La Palabra me dice
Jesús está hablando a la multitud y contando una serie de parábolas. Ahora cuenta la del banquete de bodas. No hay nada más universal que el amor, por el cual los seres humanos se unen y comparten la vida. El verdadero amor es para siempre.
Por eso, se celebra cuando alguien se casa. Cuando la escritura quiere expresar el amor profundo e indisoluble de Dios a la humanidad utiliza la metáfora de las bodas. En esta parábola resulta evidente que el esposo, el Hijo del Rey, quiere desposarse con la humanidad.
Pero, para eso, para este acontecimiento incomparable, quiere invitar a todos. Seis veces aparece en el texto la palabra “invitado”. Los primeros invitados son los miembros del Pueblo de Dios, que no quisieron ir. Ponen distintas excusas: sus campos, sus negocios, su interés por encima de todo. Por eso, hasta llegar a matar a los mensajeros de la invitación.
Entonces manda a los sirvientes a salir a los caminos y a invitar a cuantos encuentren, malos y buenos. Esto es lo que el Padre quiere, que todos sin excepción participen del banquete de bodas, de ese gran banquete mesiánico anunciado por los profetas.
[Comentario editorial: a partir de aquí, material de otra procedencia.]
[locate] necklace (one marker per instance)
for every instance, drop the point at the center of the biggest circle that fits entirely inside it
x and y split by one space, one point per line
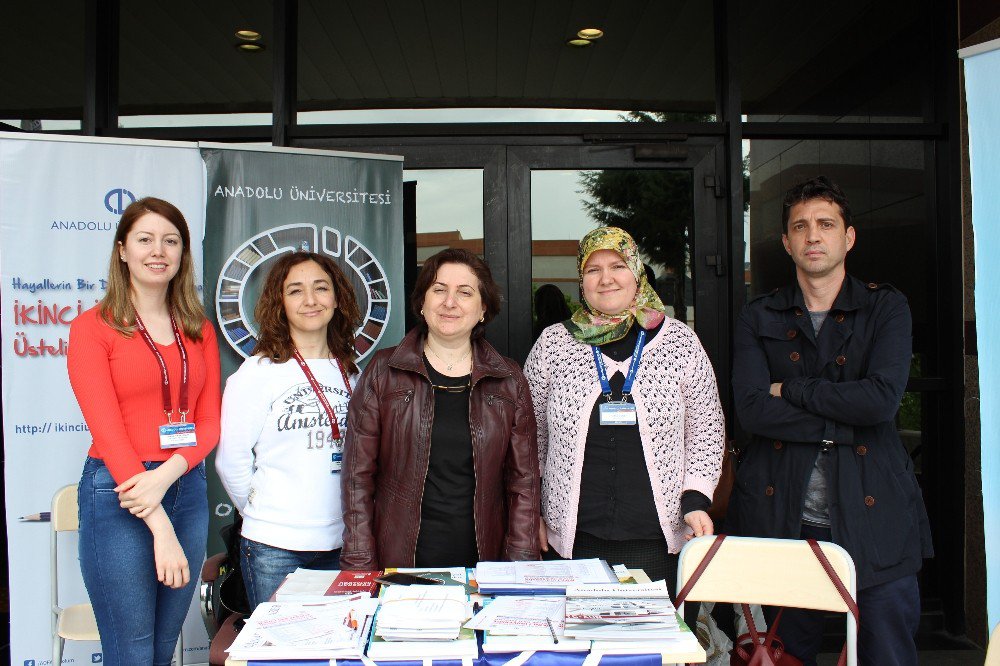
447 365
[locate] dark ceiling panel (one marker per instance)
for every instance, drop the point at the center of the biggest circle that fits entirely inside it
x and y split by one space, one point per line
322 61
858 58
180 54
574 67
549 26
514 22
450 61
42 56
375 26
410 24
480 33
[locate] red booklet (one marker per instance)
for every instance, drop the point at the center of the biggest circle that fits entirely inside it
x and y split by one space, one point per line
349 582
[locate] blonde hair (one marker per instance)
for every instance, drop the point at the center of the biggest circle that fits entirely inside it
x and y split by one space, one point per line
116 307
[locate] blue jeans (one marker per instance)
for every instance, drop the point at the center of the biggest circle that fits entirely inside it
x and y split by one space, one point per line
265 567
138 617
890 614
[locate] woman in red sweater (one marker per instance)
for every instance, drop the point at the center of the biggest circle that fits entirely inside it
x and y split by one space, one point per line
144 365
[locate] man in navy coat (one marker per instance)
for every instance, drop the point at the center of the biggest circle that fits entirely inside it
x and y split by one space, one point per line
820 367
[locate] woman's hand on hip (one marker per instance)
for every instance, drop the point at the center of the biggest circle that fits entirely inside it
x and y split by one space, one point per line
700 522
171 563
143 492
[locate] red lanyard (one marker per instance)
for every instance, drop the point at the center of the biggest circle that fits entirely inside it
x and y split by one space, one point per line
320 395
168 408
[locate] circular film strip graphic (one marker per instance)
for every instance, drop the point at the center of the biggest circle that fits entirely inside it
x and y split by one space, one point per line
236 316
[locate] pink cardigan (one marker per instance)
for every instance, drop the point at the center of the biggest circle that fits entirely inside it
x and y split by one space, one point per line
680 423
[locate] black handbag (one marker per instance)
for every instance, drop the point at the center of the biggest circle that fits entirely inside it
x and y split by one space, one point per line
758 649
230 592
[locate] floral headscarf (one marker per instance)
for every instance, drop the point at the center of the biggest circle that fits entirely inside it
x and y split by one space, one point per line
593 327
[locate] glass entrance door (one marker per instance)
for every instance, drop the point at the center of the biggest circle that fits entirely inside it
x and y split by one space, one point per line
556 194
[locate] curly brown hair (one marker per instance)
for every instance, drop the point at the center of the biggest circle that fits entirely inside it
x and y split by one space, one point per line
275 339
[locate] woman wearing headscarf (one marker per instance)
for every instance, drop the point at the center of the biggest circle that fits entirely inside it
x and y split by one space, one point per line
630 429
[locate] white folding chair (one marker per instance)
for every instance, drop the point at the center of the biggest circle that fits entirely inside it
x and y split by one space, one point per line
771 572
77 622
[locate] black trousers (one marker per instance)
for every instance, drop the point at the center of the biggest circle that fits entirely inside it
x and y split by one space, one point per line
890 614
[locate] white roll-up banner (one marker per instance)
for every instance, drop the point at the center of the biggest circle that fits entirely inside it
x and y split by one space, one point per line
60 201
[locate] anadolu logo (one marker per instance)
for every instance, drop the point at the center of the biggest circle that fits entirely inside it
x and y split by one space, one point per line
243 274
117 200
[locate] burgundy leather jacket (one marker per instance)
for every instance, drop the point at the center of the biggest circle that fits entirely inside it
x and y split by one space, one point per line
387 452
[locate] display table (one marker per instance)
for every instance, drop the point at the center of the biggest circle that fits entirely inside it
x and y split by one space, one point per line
536 659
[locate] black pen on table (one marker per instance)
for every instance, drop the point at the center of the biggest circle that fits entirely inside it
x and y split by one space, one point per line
552 630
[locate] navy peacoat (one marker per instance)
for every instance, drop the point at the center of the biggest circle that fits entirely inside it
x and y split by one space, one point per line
840 390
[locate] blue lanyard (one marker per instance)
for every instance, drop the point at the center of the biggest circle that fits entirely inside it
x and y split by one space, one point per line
633 368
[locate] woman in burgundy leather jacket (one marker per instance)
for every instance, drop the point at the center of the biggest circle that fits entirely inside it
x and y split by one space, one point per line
441 461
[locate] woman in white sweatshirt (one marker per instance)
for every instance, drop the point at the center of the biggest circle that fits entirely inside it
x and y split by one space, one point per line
284 416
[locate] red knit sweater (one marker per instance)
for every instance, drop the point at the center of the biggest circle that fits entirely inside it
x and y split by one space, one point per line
117 382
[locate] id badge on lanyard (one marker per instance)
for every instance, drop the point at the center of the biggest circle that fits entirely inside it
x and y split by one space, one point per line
337 441
612 412
180 434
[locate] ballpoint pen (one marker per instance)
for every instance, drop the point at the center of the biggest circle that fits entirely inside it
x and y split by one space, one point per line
552 630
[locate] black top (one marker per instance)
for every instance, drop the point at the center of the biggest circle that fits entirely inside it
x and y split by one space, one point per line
447 524
616 495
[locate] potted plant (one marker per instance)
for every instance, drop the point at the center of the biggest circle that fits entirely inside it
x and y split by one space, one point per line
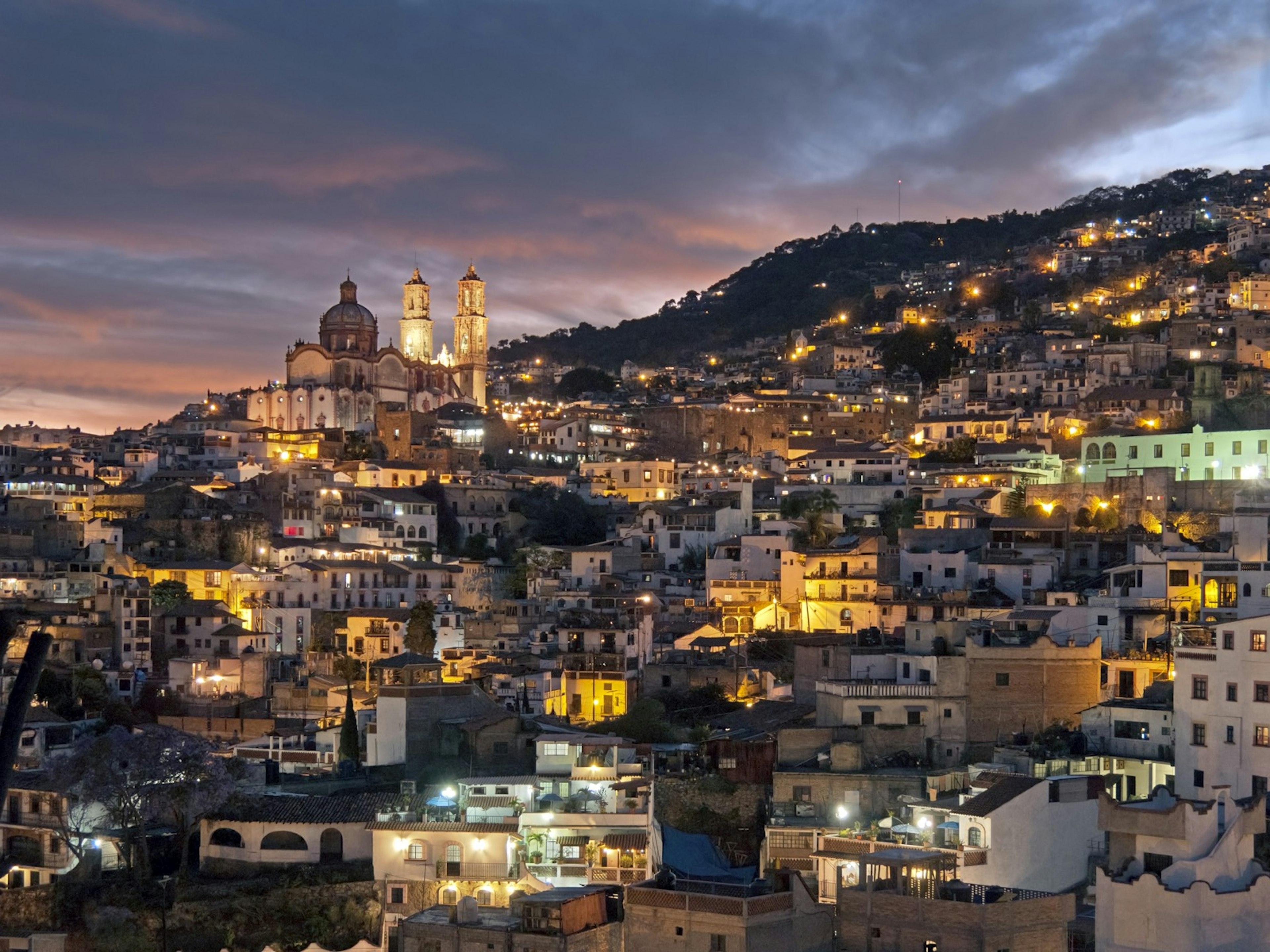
534 843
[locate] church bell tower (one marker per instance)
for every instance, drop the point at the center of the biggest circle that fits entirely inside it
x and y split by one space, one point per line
470 331
416 319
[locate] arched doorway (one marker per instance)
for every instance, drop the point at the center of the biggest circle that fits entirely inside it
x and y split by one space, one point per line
332 846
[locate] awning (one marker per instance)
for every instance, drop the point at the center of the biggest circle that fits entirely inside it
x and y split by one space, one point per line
488 803
627 841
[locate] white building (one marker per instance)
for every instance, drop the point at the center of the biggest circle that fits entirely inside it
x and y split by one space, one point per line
1180 876
1222 705
1038 834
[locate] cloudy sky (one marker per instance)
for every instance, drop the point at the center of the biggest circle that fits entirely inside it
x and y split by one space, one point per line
183 184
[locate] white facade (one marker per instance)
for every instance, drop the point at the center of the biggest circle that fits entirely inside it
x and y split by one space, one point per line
1222 704
1180 878
1040 840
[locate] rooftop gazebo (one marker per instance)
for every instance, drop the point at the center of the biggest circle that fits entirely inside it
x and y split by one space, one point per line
408 668
906 873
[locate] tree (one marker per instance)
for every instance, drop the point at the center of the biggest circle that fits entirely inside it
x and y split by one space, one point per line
561 518
325 626
818 531
166 596
421 630
449 531
350 747
349 668
694 559
54 692
929 352
91 690
1196 526
122 772
1031 320
585 380
195 782
477 546
529 563
958 451
644 723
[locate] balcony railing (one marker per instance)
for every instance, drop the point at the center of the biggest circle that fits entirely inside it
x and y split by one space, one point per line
447 870
556 871
874 689
624 876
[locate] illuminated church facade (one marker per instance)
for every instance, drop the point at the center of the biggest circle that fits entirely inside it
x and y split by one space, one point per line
340 380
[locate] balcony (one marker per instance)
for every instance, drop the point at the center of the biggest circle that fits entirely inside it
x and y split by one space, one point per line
594 662
557 871
446 870
624 876
873 689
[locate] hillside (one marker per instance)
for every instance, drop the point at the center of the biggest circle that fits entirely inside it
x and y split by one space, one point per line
807 281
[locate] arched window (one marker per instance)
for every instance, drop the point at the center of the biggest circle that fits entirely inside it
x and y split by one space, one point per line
227 837
284 840
454 860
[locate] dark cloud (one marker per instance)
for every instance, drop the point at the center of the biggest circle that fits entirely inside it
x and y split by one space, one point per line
187 182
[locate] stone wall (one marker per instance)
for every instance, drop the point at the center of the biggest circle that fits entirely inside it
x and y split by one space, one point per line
28 909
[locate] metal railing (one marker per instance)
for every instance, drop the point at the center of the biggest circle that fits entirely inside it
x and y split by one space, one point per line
447 870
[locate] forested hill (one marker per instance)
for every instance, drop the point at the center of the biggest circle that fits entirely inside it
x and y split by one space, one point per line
807 281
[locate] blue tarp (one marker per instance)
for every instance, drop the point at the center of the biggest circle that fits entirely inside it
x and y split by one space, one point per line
697 857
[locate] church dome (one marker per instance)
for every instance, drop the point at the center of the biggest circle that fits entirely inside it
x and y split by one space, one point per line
347 313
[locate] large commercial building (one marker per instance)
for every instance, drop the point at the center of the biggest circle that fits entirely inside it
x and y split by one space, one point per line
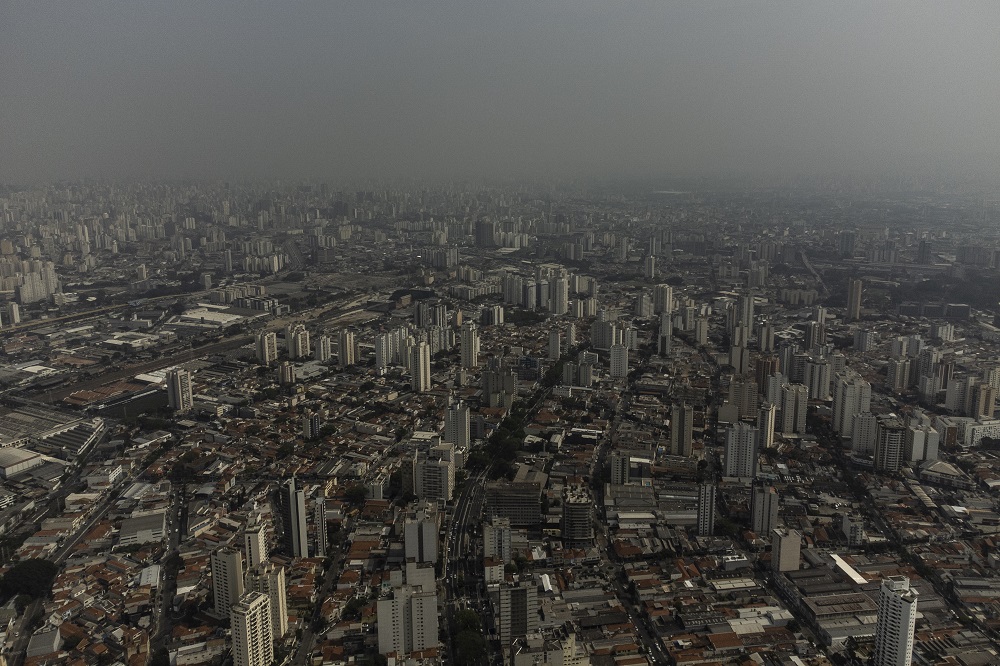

No solamente los “buenos”: todos están invitados.
En la segunda parte de la parábola (11-14), el rey observa que hay un invitado sin el traje apropiado y lo echa del banquete.
Aunque son muchos, son todos los hombres quienes son invitados, pocos pueden convertirse en elegidos. Porque hay muchos que prefieren seguir su propio camino, participando de la boda, sin saber o creer en lo que hacen.
La boda, como ya dijimos, es la gran metáfora del amor de Dios a los hombres. Él sigue buscando, llamando, invitando. No quiere que ninguno se pierda. Manda los mensajeros de la Iglesia a los cruces de los caminos y hasta los últimos confines. Pero no obliga a nadie. Y como el Reino es una fiesta, nos invita a participar con lo mejor que tenemos y somos. Con el traje de fiesta.